A menudo recibo invitaciones de autoridades religiosas de los países del Golfo y de Arabia Saudita para asistir a reuniones realizadas para urgir a la gente a seguir la fe y la ley islámicas, al tiempo que evitan cualquier debate relacionado con política o los derechos humanos. Mis anfitriones insisten en que los derechos políticos son responsabilidad de los regímenes gobernantes y que éstos obedecen las enseñanzas del Corán.

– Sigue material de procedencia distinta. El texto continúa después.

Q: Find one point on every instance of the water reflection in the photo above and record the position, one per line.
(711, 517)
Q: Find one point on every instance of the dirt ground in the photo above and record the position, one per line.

Sin embargo, hace poco me llegó una invitación del Centro Faisal de Investigación y Estudios Islámicos, en que me pedía que hablara sobre democracia, o "buen gobierno", como la llaman los participantes. Hasta no hace mucho este tema era tabú en Arabia Saudita, donde el régimen no permite margen alguno de debate político y ordena a su pueblo que escuche, obedezca y deje los asuntos del gobierno en manos de sus gobernantes.

Era obvio que el objetivo de los organizadores de la conferencia era revivir el discurso religioso y político con el fin de encontrar un terreno medio entre la fe islámica y la democracia. Yo argumenté que, como muchos académicos islámicos han reconocido, la jurisprudencia islámica es compatible con los valores democráticos. Todos los países que han escogido la democracia se han acercado más al logro de los ideales de igualdad y justicia social del Islam.